NGLY1 mutation causes neuromotor impairment, intellectual disability, and neuropathy

Abstract

N-glycanase 1 (NGLY1) is a conserved enzyme that is responsible for the deglycosylation of misfolded N-glycosylated proteins in the cytoplasm prior to their proteasome-mediated degradation. Disruption of this degradation process has been associated with various neurologic diseases including amyotrophic lateral sclerosis and Parkinson's disease. Here, we describe two siblings with neuromotor impairment, apparent intellectual disability, corneal opacities, and neuropathy who were found to possess a novel homozygous frame-shift mutation due to a 4 base pair deletion in NGLY1 (c.1533_1536delTCAA, p.Asn511LysfsX51). We hypothesize that this mutation likely limits the capability of neuronal cells to respond to stress due to accumulation of misfolded proteins, thereby impairing their survival and resulting in progressive loss of neurological function.

Keywords: Deglycosylation; Intellectual disability; NGLY1; Neuromotor defect; Whole-exome sequencing.

Figure 1

A) Pedigree of Family NG1278: Pedigree of family NG1278 demonstrating the affected siblings. Note the consanguinity of the parents. B) Sural Nerve Biopsy of Patient NG1278-1: 40× magnification image of a representative section of sural nerve tissue obtained via biopsy from patient NG1278-1. There is general axonal loss and decreased myelination; # indicates the marked decrease in small myelinated fibers; * indicates the segmentally decreased number of large diameter myelinated fibers; non-myelinated fibers also demonstrate a slight decrease in numbers, but appear relatively spared (arrow). C) Brain MRI of Patient NG1278-1: Sagittal T1 weighted brain MRI demonstrating a thin spinal cord. No cortical abnormalities were noted. D) Sequence Alignment: Whole-exome sequencing results for patient NG1278-1 demonstrating the homozygous 4 base pair deletion in NGLY1 – delTTGA. The top line represents the wild-type reference sequence. The subsequent lines below the reference lines depict the results from exome sequencing. Each line represents a distinct coverage read. Coverage achieved for this region was 15×. E) Sanger Sequencing Results: Chromatographs obtained via Sanger sequencing analysis of the two patients and their parents. Sanger sequencing of wild-type control DNA was also performed.

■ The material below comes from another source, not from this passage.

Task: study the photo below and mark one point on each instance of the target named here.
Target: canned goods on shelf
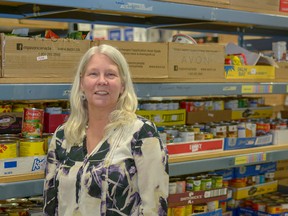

Note that the mutation identified via whole-exome sequencing was confirmed as being homozygous versus heterozygous, in the two affected siblings versus their parents, respectively. The bases outlined in red in the wild-type sequence indicate the mutated base pairs. F) Schematic Representation of N-glycanase 1: Figure shows the functional and conserved domains. Arrow head indicates location of the identified mutation. G) CNV Analysis of NG1278-1: The log ratio comparing NG1278-1 and control sequence depths of coverage for each exon are depicted as gray dots. The black lines demonstrate regions of segmented copy neutral events, green lines are segmented deletion events and red lines are amplification events.